Selection of bowls, platters and vases from MJMAG collection draws parallels to current Hanna Yokozawa Farquharson exhibit
A new exhibit in the foyer of the Moose Jaw Museum & Art Gallery (MJMAG) takes a look at a selection of artwork and how artists have been influenced by Japanese ceramics and aesthetics.

Titled Shibui, the display of ceramic and clay platters, bowls and vases comes from the MJMAG permanent collection and features the works of Moose Jaw’s own Robert Froese, along with Saskatchewan artists Jack Sures, Randy Woolsey and Japan’s Soji Hamada.

The project was put together by curatorial assistant Jared Boechler, who made the selections as a counterpart to the current exhibition ‘Wholeness’ by Hanna Yokozawa Farquharson.
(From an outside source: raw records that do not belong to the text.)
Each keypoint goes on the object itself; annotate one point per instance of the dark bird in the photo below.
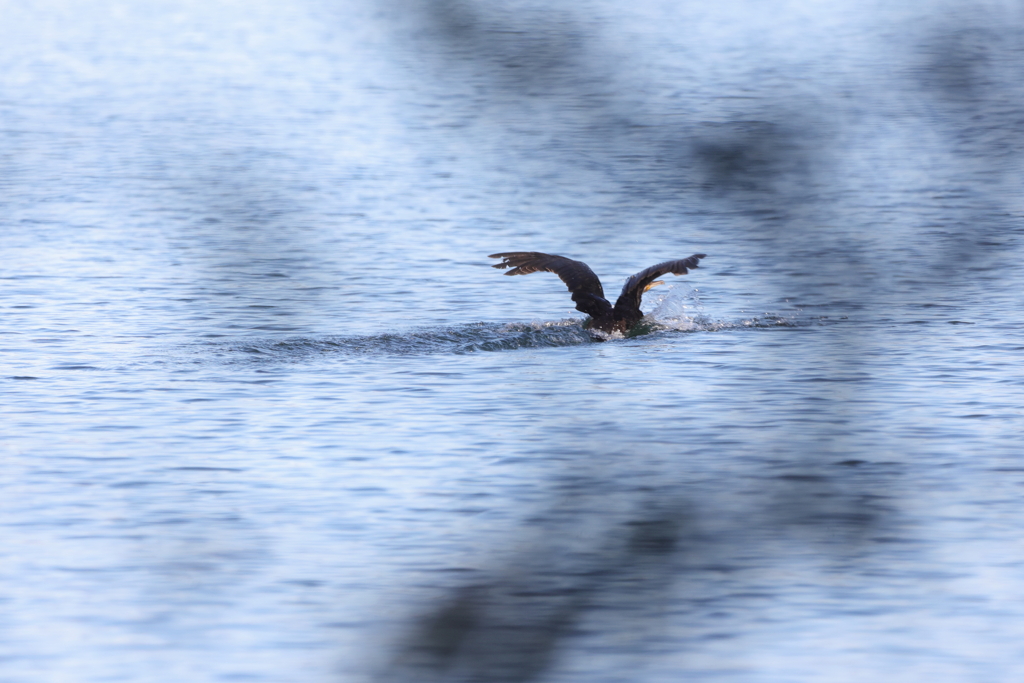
(586, 287)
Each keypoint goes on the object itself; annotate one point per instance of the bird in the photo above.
(586, 287)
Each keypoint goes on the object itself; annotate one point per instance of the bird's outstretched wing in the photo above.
(586, 287)
(636, 285)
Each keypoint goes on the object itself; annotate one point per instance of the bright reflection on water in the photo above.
(268, 416)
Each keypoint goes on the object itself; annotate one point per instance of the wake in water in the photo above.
(473, 338)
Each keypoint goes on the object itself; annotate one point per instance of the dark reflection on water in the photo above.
(278, 411)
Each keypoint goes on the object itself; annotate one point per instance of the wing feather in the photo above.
(581, 281)
(637, 284)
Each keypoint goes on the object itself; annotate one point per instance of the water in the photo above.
(268, 415)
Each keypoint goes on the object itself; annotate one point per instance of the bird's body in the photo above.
(586, 287)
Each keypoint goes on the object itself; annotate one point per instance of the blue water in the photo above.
(267, 414)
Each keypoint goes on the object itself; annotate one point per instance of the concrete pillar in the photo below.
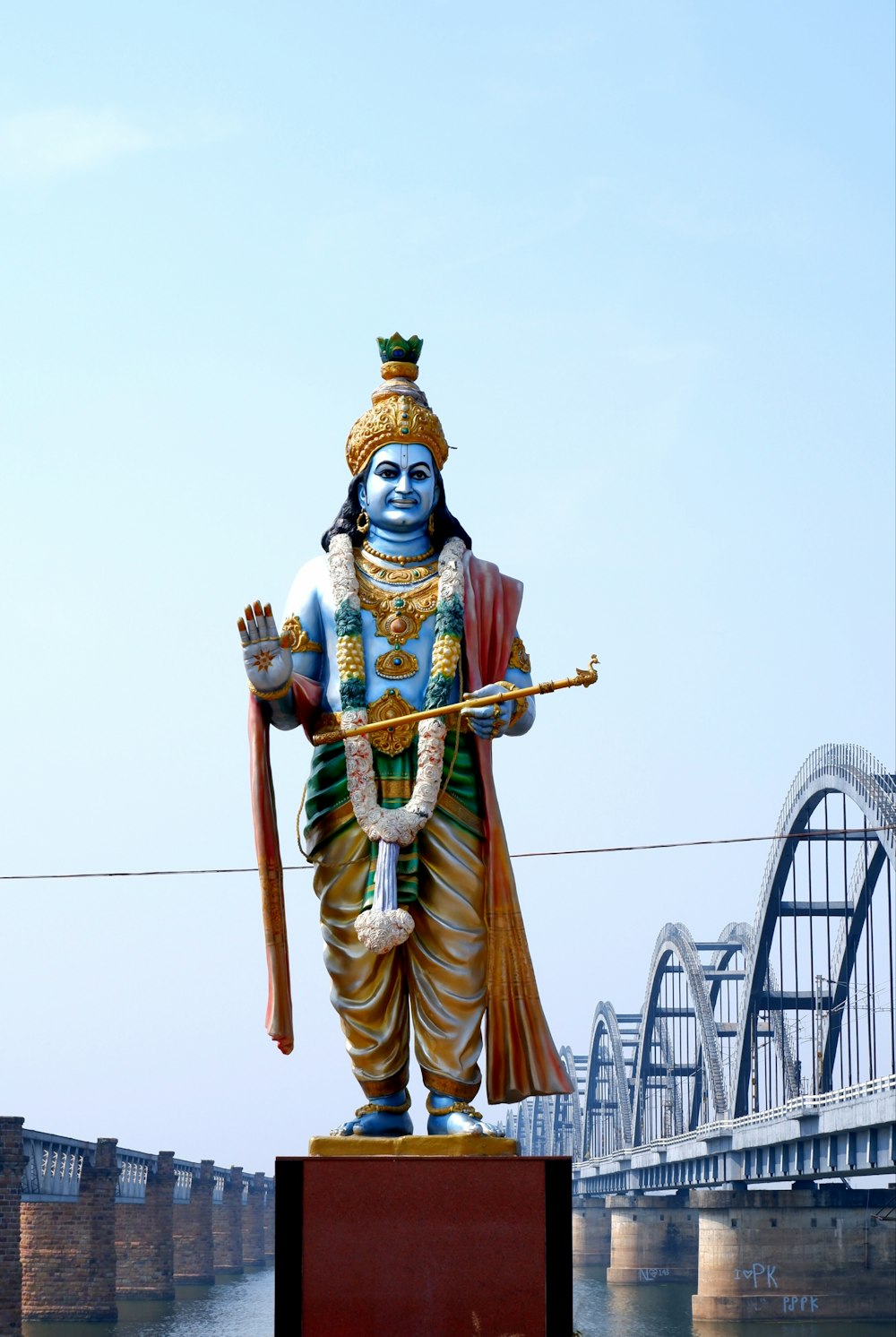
(194, 1258)
(816, 1253)
(226, 1223)
(253, 1225)
(13, 1163)
(143, 1238)
(590, 1233)
(653, 1239)
(271, 1211)
(68, 1247)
“It’s just a really interesting take on some local ceramic artists and the international influences on their work,” said MJMAG curator Jennifer McRorie. “It’s interesting to see where people draw their inspiration from, and there’s such a strong ceramics tradition in Japan, where they really try and emphasize the quality of the clay. Then there’s a lot of chance that’s allowed to happen in the making of the works, there’s kind of a rustic element where they allow the glaze and clay to interact and see what happens.”

That randomness leads to every piece having a unique look, something that can be seen even in pieces in the same style by the same artist. As an example, a selection of five items on display from Woolsey all carry similarities but are distinct in their differences.

That’s not to say there isn’t an element of precision involved, especially with some of the more intricate works.

“There’s a really beautiful bowl by Jack Sures that very much looks like a traditional ink painting or calligraphy,” McRorie said. “So it’s nice to think of his work through that lens of a connection to Japan.”

One can also find distinctions in the medium itself, with McRorie pointing to a selection of tea bowls by Froese as a prime example.

“You look at the clay, there’s a real roughness to it that they use and you can tell it’s different clay body than what we’re used to around here,” she explained. “It’s similar to what you’d see from other items from artists in Japan.”

The exhibit can be found immediately upon entering the museum and art gallery and will be on display until Sept. 5.

The gallery is open from 1 p.m. to 5 p.m. Tuesday through Sunday and closed Mondays.